16 responses to “Mimosa monancistra”

  1. Beverley

    Mimosa, mi-mo-sa; from Gr. mimos, imitator, referring to the sensitivity of the leaves to touch or injury. Plant Names Simplified, Johnson and Smith.

  2. George L. in Vermont

    I just love this stuff!! Speciation occurring on isolated ‘high altitude islands’. Selective differentiation driven by ‘different local soil conditions’. It is so rich and so precious! Let the gratitude and wonder flow! This is what energizes us to step into our unigue individual roles in these changing times. May it be so!
    Wonderful photo and write-up, Daniel. Thank you!

  3. Margaret-Rae Davis

    Growing up in Newburyport Massachusetts, which was a clipper ship town on the Altantic ocean. I remember a Mimosa tree that was so beautiful. It grew in a sheltered garden and was brought home on a clipper ship in the 1800’s. Thank you for bringing back such wonderful memories. The picture is so beautiful.
    Margaret-Rae

  4. van

    Stunning photograph. The lighting is perfect. I’m always glad to see a Mimosa I haven’t seen before. This one is a beauty.

  5. George L. in Vermont

    I grew up in Philadelphia, Pennsylvania, which is a wonderful mingling of north and south biologically. The large Mimosa in the neighboring yard always seemed an exotic and improbable portal into a more tropical and primitive world, blooming and spiring in the sun, bracketed by darkling spruces!

  6. bev

    Great post, photo and comments. George, it’s nice to know nature is still doing its thing despite all our efforts to interfere…..
    I, too, love the U.S. east coast Mimosas, although many of them have succumbed to a “blight” (not sure this is botanically correct term). But the color of this one in the photo is stunning!

  7. Roberta

    Is this the “Catclaw” vine that is sold in nurseries in Tucson? If so, I will get one because it looks beautiful. I tried to grow one once, but it didn’t make it. (I like plants that have to do with cats.) The Catclaw vine that is sold here in Tucson can damage walls I heard, thus the name.

  8. Roberta

    P.S. The flowers seem very similar to our Pink Fairy Dusters which bloom in the spring. The color of the flowers evoked Jacaranda memories, too.

  9. Annie

    Brings back such sweet memories of the beautiful mimosa trees in the town where I grew up in Gulf Coast Texas. And in the South one pronounces the first syllable ‘muh,’ as in mother, for ‘muh MOE suh.’ Lovely, lovely trees, but one had to watch out for cut worms that would ring a branch and eventually drop it off.

  10. Elaine Chrysler

    I grew up in the high desert of very northern California, sage brush and juniper trees. there is a lot of its own beauty there. but, I love to see all these different and to me exotic plants

  11. Lady Cyn DeFay, D.D.

    Does anyone have any helpful hints to care for a mimosa tree in the Desert region of Oregon whose branches are dying and leaves & blossoms falling off….
    its being watered and given fish emulsion for fertilizer…
    Poor Momma Mim…. can any one please suggest anything to save her?
    ~thanks!

  12. Rodney Young

    Actually, the very widespread tree in this country usually referred to as mimosa is Albizia julibrissin.

  13. Deanna Wheeler

    As a child I used to sit on a large branch on our Mimosa with a book and read. My favorite spot.

  14. olivehaley

    I just bought three, that look like this one but mine are red with fatter rounder leaves.

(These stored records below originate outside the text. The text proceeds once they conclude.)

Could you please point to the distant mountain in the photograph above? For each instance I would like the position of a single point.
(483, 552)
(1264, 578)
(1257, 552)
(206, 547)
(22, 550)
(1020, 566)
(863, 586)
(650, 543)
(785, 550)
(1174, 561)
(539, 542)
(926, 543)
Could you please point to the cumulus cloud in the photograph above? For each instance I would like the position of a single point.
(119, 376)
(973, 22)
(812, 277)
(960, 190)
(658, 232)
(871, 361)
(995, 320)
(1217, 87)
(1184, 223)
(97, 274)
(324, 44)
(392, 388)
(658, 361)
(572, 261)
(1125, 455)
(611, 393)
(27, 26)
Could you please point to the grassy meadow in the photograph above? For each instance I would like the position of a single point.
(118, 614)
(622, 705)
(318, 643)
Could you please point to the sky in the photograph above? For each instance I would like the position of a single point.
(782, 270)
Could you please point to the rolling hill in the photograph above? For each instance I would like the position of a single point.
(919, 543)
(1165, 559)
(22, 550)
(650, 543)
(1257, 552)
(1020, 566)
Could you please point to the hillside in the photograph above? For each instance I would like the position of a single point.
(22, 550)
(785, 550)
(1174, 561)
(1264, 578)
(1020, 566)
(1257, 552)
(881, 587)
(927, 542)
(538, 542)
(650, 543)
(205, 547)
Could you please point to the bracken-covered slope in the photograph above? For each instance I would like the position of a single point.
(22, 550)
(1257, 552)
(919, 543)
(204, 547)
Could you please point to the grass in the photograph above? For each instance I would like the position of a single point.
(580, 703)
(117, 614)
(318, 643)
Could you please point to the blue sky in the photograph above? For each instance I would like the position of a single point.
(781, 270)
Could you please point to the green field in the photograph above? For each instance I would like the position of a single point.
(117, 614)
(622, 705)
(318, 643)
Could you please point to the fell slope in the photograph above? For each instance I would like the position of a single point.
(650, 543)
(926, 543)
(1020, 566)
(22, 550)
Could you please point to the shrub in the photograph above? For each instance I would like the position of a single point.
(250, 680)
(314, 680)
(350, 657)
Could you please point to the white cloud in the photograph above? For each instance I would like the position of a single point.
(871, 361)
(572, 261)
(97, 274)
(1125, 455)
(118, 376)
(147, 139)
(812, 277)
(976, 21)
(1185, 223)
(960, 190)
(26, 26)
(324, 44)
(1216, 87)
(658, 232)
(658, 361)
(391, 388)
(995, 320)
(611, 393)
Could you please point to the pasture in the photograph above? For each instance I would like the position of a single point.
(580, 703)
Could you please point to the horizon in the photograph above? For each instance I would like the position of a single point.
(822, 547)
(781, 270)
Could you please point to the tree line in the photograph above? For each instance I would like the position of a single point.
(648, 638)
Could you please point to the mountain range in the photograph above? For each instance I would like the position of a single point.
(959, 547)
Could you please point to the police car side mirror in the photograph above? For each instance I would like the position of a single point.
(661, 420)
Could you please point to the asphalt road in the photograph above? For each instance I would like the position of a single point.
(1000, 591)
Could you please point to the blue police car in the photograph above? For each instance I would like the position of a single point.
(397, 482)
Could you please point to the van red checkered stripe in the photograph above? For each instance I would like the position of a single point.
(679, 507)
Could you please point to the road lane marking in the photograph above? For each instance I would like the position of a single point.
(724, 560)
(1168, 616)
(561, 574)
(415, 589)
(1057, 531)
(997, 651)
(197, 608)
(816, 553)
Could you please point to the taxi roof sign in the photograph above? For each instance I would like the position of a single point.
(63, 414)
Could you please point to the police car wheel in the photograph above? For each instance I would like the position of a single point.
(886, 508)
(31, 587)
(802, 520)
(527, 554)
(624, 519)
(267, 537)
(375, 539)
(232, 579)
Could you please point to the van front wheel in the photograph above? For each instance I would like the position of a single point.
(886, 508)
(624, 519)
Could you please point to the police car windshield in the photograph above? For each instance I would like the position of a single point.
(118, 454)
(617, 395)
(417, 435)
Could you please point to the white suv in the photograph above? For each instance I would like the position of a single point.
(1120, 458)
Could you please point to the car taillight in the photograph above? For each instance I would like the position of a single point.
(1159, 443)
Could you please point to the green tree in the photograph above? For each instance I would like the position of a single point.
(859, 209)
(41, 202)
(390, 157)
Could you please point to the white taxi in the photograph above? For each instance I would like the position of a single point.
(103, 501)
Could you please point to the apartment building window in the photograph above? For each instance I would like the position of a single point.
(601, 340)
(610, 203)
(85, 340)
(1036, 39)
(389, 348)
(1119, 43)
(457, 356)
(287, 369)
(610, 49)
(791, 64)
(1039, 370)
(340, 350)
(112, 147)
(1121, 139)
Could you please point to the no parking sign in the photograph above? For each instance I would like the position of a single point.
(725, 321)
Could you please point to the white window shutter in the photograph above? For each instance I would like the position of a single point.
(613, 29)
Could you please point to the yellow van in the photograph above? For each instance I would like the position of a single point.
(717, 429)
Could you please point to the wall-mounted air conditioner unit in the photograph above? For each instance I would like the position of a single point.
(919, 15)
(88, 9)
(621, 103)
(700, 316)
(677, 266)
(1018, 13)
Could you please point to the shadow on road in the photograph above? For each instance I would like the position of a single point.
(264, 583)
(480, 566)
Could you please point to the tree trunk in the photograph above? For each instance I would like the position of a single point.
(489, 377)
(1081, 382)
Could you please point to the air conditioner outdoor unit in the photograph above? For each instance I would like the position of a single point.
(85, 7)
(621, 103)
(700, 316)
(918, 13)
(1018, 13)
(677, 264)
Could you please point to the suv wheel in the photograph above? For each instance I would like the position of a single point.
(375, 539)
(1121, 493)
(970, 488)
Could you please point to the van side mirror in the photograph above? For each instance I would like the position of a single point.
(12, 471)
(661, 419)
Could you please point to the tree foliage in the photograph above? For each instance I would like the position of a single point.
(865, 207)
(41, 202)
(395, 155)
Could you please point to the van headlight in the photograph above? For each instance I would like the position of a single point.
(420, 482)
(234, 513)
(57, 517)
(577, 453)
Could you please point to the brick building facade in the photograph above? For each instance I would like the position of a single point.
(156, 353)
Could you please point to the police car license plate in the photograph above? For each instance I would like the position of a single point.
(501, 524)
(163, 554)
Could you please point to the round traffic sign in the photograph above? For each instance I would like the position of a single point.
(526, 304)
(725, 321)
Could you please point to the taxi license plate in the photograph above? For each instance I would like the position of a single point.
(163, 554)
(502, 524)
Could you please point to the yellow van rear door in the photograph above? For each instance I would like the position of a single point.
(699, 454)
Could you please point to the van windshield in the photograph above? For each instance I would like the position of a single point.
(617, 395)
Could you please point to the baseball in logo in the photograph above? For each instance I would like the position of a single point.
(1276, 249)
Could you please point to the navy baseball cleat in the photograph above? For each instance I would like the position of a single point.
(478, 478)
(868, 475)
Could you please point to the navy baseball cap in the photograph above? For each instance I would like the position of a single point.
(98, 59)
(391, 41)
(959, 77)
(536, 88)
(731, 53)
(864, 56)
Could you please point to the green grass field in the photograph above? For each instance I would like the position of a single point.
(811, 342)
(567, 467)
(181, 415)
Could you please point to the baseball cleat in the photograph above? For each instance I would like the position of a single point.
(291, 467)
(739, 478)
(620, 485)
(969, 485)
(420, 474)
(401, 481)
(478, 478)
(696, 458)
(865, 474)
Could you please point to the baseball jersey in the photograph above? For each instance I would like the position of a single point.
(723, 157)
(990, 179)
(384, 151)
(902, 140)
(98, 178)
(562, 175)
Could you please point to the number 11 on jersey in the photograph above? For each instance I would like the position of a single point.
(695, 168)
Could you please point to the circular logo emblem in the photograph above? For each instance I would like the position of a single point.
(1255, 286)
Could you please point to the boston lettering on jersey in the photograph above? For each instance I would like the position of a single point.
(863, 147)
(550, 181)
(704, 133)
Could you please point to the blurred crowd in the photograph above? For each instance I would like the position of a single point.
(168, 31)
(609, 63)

  15. Mary Ann, in Toronto

    Very lovely tree. And the photo, another beautiful study in pattern, colour, texture.
    I wish this tree could survive Toronto’s winters. I’d plant a bunch of them, everywhere.

  16. Esteban From es:Wikipedia

    How I can get permission to upload this photo to Wikimedia Commons? I am writing an article about Mimosa monacistra and I really like to use it.
    From already thank you very much.